Вид у генерала Афанасьева был подавленный и изнуренный. Вошел он как-то боком, виновато глянул на Шашкова и на предложенный чекистом стул уселся робко, осторожно.

— Что с тобой, Алексей Васильевич? — спросил начальника связи армии Александр Георгиевич. — Вроде как с повинной явился ко мне…

— Да оно вроде так и есть, — слабо улыбнулся Афанасьев.

— Тогда выкладывай, — подмигнул генерал-майору Шашков. — Повинную голову меч не сечет…

— Это верно, — согласился начальник связи. — Я как за щитом к тебе, Александр Георгиевич, только неофициально. Посоветоваться надо… Попал в пиковое, понимаешь, положение.

И Афанасьев рассказал Шашкову, что служил он во время оно вместе с нынешним командармом в одной дивизии, был тогда нынешний генерал-лейтенант Власов командиром полка.

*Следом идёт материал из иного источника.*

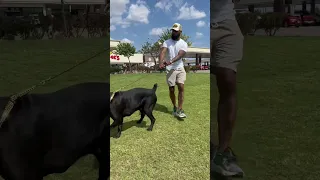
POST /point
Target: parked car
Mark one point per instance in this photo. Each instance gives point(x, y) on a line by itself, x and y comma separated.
point(306, 18)
point(292, 20)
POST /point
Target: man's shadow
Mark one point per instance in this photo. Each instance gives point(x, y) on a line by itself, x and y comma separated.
point(164, 109)
point(127, 125)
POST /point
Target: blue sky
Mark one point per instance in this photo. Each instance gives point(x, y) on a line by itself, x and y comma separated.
point(136, 21)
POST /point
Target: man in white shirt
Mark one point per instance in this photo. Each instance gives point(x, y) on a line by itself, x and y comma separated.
point(175, 49)
point(226, 42)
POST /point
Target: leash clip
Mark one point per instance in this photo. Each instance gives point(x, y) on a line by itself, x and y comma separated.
point(214, 25)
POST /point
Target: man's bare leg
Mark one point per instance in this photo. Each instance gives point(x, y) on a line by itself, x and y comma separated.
point(180, 95)
point(227, 107)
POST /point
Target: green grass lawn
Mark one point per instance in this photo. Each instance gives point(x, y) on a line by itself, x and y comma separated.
point(25, 63)
point(277, 131)
point(174, 149)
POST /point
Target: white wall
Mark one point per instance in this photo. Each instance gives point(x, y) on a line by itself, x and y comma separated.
point(137, 58)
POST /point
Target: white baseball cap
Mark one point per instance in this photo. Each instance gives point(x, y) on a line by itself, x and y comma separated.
point(176, 27)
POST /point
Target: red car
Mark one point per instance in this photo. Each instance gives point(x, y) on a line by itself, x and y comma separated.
point(292, 20)
point(306, 18)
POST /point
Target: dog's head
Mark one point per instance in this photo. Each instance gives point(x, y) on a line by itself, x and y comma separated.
point(114, 95)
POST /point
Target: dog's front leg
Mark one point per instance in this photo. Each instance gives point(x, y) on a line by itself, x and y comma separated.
point(119, 127)
point(142, 116)
point(152, 119)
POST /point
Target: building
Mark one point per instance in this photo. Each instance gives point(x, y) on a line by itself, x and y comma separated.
point(267, 5)
point(194, 56)
point(24, 7)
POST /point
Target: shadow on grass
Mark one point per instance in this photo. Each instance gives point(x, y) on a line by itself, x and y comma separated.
point(216, 176)
point(128, 125)
point(162, 108)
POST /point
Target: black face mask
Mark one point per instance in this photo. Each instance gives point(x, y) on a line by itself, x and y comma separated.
point(175, 37)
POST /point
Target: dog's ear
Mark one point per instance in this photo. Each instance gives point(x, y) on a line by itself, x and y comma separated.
point(113, 95)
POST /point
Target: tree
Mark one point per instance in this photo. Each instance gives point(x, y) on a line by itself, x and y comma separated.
point(126, 50)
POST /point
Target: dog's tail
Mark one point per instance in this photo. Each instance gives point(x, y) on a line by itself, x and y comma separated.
point(155, 86)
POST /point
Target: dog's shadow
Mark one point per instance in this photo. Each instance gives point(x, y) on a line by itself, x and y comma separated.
point(164, 109)
point(128, 125)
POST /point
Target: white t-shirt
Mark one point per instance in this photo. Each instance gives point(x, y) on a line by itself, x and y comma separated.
point(221, 10)
point(173, 50)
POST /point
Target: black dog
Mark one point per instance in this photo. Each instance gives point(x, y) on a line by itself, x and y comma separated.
point(125, 103)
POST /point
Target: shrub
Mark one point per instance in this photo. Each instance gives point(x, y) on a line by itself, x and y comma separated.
point(272, 22)
point(269, 22)
point(195, 68)
point(115, 69)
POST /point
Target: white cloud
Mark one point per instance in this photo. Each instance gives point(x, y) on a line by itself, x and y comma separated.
point(117, 9)
point(136, 13)
point(139, 12)
point(187, 12)
point(112, 28)
point(167, 5)
point(201, 23)
point(125, 40)
point(157, 31)
point(199, 34)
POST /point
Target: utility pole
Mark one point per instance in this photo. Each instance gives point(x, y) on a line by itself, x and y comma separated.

— Еще до тридцать седьмого года, — многозначительно уточнил Алексей Васильевич.

— Так это же замечательно! — воскликнул Шашков. — Встретились бывшие сослуживцы…

Начальник Особого отдела лихорадочно пытался сообразить, с чем пришел к нему этот человек, ибо просто так к нему в кабинет не ходят, даже и предупреждая о приватном характере визита. Генерал этот не о ком-нибудь, о самом командующем затеял разговор! И лучше пока подольше прикидываться простачком…

— С одной стороны, — согласился начальник связи. — Но тут заковыка в том, что я был в составе тройки, которая занималась чисткой армейских партийцев. А Власов, значит, того… Подлежал рассмотрению.

— И что вы с ним решили? — осторожно спросил Александр Георгиевич.

— Оставить в партии. Несмотря на происхождение…

— А что у него с этим вопросом? Справку в газете «Отвага» читал? Из семьи крестьянина-кустаря. Почти пролетарий из сельской местности. У них, нижегородских, к кустарным промыслам особое пристрастие.

— По нашим данным тогда выходило, что кулак у него батя… Корову имел и в колхоз ее сдавать противился.

— А как сын это объяснял?

— В отпуск, говорит, с женой приезжал, это еще до начала коллективизации было, и купил отцу корову в подарок. Ее тот и не хотел сдавать. Но все одно раскулачили, хотя и высылке не подвергали. Потому по документам в кулаки его отец не попал.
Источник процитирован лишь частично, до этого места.